Marks & Spencer has begun a recruitment push to find 85 tech specialists following a consumer shift online during the Covid pandemic.

The retailer is seeking 70 new software engineers to work in the tech team run by chief technology officer Mike Yorwerth and 15 ecommerce trading roles under Stephen Langford.

M&S, which was already switching to an online focus, is seeking experts to accelerate the growth of MS2, the online division with license to adopt pureplay attitudes and accelerate away from what are seen as old-fashioned retail ways of doing business.

The recruitment drive follows a rise in M&S’s online sales of 34% in the first half of the financial year.

Marks & Spencer already employs 1,900 staff in tech roles, and the creation of the MS2 division is intended to switch focus in response to changing shopper habits.

M&S aims to make online trading a priority as it changes emphasis, by ensuring “the product engine is focused on dotcom – ie buyers are buying the right product for online”.

The retailer said: “These changes & the recruitment drive are all part of MS2. MS2 brings together the data and online teams to invert the conventional model where M&S.com had been run as an extension of the stores business.

M&S chief technology officer Mike Yorwerth, said: “The rate of change at M&S is accelerating and under MS2, we’re dedicated to transforming into the digital-first, market-leading retailer we know we can be – truly pushing technology from our web stacks to machine learning, as far as possible.

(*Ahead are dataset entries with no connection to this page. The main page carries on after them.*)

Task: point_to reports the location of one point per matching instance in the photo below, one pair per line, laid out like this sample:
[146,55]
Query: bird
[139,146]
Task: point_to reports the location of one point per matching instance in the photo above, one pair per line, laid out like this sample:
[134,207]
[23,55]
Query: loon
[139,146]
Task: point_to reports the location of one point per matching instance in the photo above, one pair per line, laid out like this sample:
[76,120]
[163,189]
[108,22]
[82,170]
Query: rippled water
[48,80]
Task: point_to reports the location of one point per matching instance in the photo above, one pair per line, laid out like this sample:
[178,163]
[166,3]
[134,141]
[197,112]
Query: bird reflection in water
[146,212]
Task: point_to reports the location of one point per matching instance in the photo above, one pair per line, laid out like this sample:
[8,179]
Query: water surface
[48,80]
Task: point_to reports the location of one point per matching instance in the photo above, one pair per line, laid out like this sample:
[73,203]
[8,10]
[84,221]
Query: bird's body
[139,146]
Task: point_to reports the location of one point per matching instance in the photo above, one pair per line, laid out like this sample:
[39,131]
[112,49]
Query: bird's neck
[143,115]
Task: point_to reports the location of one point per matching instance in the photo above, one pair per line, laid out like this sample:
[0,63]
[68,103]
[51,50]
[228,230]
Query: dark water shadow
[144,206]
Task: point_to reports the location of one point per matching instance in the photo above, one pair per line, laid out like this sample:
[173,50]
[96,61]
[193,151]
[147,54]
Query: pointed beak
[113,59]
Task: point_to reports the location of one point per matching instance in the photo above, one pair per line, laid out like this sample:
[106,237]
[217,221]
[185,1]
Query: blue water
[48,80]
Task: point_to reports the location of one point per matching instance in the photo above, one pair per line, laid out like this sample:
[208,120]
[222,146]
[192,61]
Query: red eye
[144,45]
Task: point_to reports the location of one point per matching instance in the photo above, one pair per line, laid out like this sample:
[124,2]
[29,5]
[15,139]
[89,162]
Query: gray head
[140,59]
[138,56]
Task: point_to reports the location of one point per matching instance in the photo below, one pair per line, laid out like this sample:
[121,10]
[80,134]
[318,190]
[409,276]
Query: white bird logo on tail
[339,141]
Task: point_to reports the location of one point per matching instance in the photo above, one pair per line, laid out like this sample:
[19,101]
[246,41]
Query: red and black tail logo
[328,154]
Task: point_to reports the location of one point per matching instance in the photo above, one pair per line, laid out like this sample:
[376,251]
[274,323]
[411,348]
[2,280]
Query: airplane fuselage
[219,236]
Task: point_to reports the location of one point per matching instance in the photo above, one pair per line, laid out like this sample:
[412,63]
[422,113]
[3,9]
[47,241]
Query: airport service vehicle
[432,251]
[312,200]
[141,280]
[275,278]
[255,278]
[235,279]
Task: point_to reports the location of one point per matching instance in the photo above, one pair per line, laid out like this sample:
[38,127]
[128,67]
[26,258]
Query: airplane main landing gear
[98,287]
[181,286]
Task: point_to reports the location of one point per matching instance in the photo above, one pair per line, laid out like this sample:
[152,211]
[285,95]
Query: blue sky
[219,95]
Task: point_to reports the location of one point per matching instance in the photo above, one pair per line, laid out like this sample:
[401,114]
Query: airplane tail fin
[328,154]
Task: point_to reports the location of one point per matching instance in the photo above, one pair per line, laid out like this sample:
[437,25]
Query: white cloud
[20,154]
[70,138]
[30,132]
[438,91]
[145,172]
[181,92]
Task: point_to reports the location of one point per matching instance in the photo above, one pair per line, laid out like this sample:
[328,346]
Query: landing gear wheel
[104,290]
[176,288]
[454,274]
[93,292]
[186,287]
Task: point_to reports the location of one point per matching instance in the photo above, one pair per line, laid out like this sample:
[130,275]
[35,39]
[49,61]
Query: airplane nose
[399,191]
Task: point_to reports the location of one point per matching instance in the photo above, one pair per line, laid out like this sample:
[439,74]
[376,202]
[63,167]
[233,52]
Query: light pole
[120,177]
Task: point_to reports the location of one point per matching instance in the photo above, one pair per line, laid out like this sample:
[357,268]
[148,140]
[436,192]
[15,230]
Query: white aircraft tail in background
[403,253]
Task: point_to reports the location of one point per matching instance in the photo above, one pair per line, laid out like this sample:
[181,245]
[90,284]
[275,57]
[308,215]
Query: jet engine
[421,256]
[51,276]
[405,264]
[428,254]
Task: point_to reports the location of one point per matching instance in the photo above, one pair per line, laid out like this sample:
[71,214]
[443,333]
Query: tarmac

“This exciting work is in the hands of some seriously impressive developers - a diverse group of the most empowered engineering teams anywhere in the UK and we’re so pleased to be growing this team as we drive online growth post the pandemic. 

“Great advances are being initiated and delivered by our tech teams week after week to make changes for our customers, colleagues and the communities we serve and we’re looking for new recruits who are passionate about developing both M&S and themselves.”

M&S’s online sales rose 34% in the first half and  app downloads in 2020 climbed 200%.